Member of the Puerto Rico Senate from the Mayagüez district
- In office January 2, 2013 – January 2, 2017

Personal details
- Born: March 14, 1975 (age 51) Mayagüez, Puerto Rico
- Party: Popular Democratic Party (PPD)
- Alma mater: University of Puerto Rico at Mayagüez (BA) Eugenio María de Hostos School of Law (JD)
- Profession: Politician

= Gilberto Rodríguez (politician) =

Puerto Rican politician

Gilberto Rodríguez (born March 14, 1975) is a Puerto Rican politician from the Popular Democratic Party (PPD). Rodríguez was elected to the Senate of Puerto Rico in 2012.

==Early years and studies==

Gilberto Rodríguez was born in Mayagüez on March 14, 1975. He is the oldest of five children, born to Gilberto Rodríguez, Sr. and Carmen Valle. However, he was raised by José Vientos, whom he considers his father. In 1998, Rodríguez received his bachelor's degree in political science from the University of Puerto Rico at Mayagüez, where he served as vice-president of his class.

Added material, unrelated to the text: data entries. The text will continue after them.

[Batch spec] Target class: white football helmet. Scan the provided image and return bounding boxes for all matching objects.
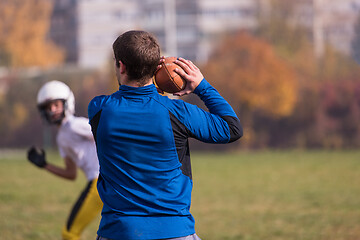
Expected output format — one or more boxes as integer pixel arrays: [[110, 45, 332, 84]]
[[37, 80, 75, 124]]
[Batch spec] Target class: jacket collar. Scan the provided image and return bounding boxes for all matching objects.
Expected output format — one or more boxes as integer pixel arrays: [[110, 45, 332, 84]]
[[118, 84, 158, 96]]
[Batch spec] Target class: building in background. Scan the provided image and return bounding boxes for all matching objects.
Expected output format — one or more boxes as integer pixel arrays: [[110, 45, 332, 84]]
[[294, 0, 360, 58], [77, 0, 140, 68], [196, 0, 257, 62], [49, 0, 78, 63], [49, 0, 360, 69], [50, 0, 258, 68], [140, 0, 198, 60]]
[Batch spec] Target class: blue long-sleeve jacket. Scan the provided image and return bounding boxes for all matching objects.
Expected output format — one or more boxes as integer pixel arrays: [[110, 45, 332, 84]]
[[88, 79, 242, 240]]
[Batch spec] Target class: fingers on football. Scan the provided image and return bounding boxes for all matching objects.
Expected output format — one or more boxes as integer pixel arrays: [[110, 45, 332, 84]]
[[175, 58, 192, 74], [179, 58, 199, 71], [174, 66, 188, 80], [155, 57, 165, 74]]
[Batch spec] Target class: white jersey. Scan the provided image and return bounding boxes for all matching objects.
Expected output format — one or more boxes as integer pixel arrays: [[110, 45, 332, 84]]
[[57, 115, 99, 180]]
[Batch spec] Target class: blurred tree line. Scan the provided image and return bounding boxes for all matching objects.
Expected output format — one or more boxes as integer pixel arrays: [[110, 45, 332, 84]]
[[1, 0, 360, 149], [0, 0, 63, 67], [202, 0, 360, 149]]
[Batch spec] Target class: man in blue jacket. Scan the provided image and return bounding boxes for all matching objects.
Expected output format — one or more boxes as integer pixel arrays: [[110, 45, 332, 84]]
[[88, 30, 243, 240]]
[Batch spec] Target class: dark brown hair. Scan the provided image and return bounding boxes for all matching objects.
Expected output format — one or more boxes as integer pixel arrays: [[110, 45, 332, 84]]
[[113, 30, 160, 86]]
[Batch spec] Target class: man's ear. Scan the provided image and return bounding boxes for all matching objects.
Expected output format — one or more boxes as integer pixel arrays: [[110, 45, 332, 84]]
[[119, 61, 126, 74]]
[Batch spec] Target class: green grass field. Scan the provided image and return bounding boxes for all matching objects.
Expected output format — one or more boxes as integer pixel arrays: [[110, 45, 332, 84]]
[[1, 150, 359, 240]]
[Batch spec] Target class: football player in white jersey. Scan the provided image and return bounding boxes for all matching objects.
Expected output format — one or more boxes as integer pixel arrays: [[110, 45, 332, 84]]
[[27, 80, 103, 240]]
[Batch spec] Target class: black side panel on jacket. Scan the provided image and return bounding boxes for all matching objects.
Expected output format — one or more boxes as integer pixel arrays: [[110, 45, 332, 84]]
[[89, 110, 102, 144], [169, 112, 195, 179], [221, 116, 243, 143]]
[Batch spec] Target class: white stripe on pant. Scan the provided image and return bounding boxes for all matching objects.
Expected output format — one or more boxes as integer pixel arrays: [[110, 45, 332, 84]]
[[96, 233, 201, 240]]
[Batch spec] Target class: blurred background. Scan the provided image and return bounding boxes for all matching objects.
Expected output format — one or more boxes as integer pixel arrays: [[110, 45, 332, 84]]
[[1, 0, 360, 150]]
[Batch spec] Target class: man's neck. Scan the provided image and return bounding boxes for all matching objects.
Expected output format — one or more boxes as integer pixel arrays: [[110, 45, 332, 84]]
[[120, 78, 153, 88]]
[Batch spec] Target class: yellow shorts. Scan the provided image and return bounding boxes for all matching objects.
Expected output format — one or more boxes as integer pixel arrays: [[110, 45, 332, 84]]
[[62, 178, 103, 240]]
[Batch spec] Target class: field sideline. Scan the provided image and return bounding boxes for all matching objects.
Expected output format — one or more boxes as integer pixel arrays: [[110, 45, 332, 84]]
[[0, 149, 359, 240]]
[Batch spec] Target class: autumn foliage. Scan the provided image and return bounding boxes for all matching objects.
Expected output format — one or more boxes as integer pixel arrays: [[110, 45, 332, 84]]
[[199, 32, 299, 148], [199, 23, 360, 149], [204, 32, 297, 118], [0, 0, 64, 67], [1, 0, 360, 149]]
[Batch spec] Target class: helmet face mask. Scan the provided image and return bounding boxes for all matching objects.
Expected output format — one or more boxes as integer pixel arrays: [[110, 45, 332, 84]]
[[37, 81, 75, 125], [38, 99, 66, 125]]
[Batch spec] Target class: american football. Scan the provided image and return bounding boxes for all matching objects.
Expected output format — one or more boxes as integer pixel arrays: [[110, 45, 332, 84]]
[[155, 57, 186, 93]]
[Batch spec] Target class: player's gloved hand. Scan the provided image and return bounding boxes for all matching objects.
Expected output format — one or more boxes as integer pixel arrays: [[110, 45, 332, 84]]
[[27, 147, 47, 168]]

After graduating, he completed a Juris doctor from the Eugenio María de Hostos School of Law.

==Professional career==

Rodríguez has worked as an attorney and a public notary. He is also a certified mediator with the Judicial Branch.

==Political career==

At the age of 19, Rodríguez was elected president of the PPD Youth in the neighborhood of Buenaventura, where he lived. In 1997, he was elected vice-president of the PPD University Youth at the University of Puerto Rico in Mayagüez. Rodríguez also ran for the Municipal Assembly of the neighboring town of Las Marías.

Rodríguez decided to run for a seat in the Senate of Puerto Rico under the Popular Democratic Party (PPD). After winning a spot on the 2012 primaries, he was elected on the general elections to represent the District of Mayagüez.